Namun kami berpendapat jika debitur penanggung telah melepaskan hak istimewanya sebagaimana dimaksud dalam Pasal 1832 KUH Perdata, maka hal tersebut mengakibatkan terjadinya persamaan hukum (equality) antara debitur awal dan debitur penanggung. Hal tersebut juga membawa pada keadaan di mana kreditur dapat memilih kepada siapa dia akan menuntut haknya. Termasuk di dalamnya untuk melakukan langkah-langkah hukum pengajuan permohonan PKPU terhadap keduanya (debitur awal dan debitur penanggung) secara bersama-sama pada pengadilan niaga setempat.

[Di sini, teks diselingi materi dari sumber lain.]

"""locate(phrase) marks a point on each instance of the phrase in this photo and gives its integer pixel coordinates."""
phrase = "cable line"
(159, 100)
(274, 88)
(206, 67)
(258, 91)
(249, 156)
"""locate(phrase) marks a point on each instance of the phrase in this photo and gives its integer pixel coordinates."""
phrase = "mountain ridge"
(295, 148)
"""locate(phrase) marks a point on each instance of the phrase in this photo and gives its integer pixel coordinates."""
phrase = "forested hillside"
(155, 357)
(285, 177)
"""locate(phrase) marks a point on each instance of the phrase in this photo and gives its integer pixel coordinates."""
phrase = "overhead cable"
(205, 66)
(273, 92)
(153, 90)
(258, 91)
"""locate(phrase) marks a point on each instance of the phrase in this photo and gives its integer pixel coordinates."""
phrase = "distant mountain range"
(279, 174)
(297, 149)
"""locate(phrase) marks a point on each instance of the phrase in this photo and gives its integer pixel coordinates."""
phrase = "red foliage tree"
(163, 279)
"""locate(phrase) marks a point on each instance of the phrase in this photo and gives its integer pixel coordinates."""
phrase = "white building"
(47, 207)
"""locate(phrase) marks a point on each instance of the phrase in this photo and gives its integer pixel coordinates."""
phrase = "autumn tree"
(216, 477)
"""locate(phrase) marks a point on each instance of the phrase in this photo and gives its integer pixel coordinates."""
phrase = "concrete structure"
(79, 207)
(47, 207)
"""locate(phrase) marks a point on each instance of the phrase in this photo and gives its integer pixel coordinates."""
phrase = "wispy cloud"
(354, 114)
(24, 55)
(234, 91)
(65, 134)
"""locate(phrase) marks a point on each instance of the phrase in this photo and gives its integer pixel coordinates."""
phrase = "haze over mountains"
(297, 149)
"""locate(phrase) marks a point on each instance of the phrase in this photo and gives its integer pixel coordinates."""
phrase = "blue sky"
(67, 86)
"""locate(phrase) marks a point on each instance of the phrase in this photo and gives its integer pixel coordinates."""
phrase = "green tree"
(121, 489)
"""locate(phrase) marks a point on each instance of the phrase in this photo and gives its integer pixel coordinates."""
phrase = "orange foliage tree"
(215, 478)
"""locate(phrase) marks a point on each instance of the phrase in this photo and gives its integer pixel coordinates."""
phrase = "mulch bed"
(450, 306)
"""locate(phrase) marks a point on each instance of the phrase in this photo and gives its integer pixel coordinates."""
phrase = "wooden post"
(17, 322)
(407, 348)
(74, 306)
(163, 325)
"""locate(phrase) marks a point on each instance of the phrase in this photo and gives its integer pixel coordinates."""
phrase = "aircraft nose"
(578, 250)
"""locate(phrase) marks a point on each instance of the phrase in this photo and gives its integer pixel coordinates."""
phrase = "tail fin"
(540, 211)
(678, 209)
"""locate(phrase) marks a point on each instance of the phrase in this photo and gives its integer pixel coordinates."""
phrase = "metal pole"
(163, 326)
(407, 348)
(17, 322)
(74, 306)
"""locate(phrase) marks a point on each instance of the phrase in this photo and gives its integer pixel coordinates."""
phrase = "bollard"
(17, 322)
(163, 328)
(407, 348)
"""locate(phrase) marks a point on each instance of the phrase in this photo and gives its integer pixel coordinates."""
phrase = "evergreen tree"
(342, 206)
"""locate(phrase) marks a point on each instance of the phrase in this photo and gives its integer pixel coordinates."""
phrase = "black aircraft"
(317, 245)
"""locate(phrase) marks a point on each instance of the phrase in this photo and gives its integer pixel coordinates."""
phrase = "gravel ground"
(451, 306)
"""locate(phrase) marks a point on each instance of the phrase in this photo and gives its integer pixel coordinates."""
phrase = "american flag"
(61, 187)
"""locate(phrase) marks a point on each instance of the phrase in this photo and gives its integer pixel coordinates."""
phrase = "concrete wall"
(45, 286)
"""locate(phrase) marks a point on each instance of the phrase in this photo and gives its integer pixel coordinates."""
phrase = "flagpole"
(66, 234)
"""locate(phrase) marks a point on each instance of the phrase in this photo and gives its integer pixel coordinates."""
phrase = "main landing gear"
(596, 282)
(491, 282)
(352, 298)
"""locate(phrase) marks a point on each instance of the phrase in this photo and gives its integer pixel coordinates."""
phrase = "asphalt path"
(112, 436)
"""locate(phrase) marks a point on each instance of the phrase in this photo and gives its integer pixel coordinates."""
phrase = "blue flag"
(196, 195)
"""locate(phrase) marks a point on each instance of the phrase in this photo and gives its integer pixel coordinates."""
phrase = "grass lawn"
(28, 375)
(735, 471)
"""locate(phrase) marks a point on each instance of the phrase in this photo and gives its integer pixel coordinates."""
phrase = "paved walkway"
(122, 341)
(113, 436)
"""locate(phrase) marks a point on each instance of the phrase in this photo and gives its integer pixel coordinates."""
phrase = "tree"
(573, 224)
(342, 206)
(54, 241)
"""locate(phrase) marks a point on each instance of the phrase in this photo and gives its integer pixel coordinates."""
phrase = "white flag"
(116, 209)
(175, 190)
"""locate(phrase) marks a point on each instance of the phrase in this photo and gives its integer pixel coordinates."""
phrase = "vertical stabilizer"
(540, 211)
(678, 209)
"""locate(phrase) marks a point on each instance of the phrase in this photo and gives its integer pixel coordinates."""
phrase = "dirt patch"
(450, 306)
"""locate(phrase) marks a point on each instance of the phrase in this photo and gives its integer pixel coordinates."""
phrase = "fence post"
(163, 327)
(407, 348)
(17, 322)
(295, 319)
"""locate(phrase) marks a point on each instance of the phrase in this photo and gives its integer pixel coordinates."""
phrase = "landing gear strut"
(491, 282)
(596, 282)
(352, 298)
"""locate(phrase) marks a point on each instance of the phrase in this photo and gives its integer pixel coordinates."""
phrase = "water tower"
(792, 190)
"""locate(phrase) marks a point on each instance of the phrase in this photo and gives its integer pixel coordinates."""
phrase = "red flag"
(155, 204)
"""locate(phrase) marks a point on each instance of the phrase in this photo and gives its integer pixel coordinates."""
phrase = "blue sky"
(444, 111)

Lebih dari itu, kami juga berpendapat bahwa debitur penanggung tidak berkewajiban untuk mengajukan proposal perdamaian, karena kedudukannya ibarat sebagai accesoir (pelengkap). Jadi yang tetap berkewajiban mengajukan proposal perdamaian adalah debitur awal, meskipun keduanya (debitur awal dan debitur penanggung) berada dalam keadaan PKPU.
Atas uraian di atas maka dapat disimpulkan bahwa debitur penanggung dapat diajukan permohonan PKPU bersamaan dengan debitur awal jika ia telah melepaskan hak istimewanya dalam Pasal 1832 KUH Perdata, yang menyebabkan hilangnya hak untuk menuntut barang-barang debitur untuk lebih dahulu disita dan dijual.
Demikian jawaban dari kami, semoga bermanfaat.
Referensi:
Salim HS. Perkembangan Hukum Jaminan di Indonesia. Rajawali Pers: Jakarta, 2017.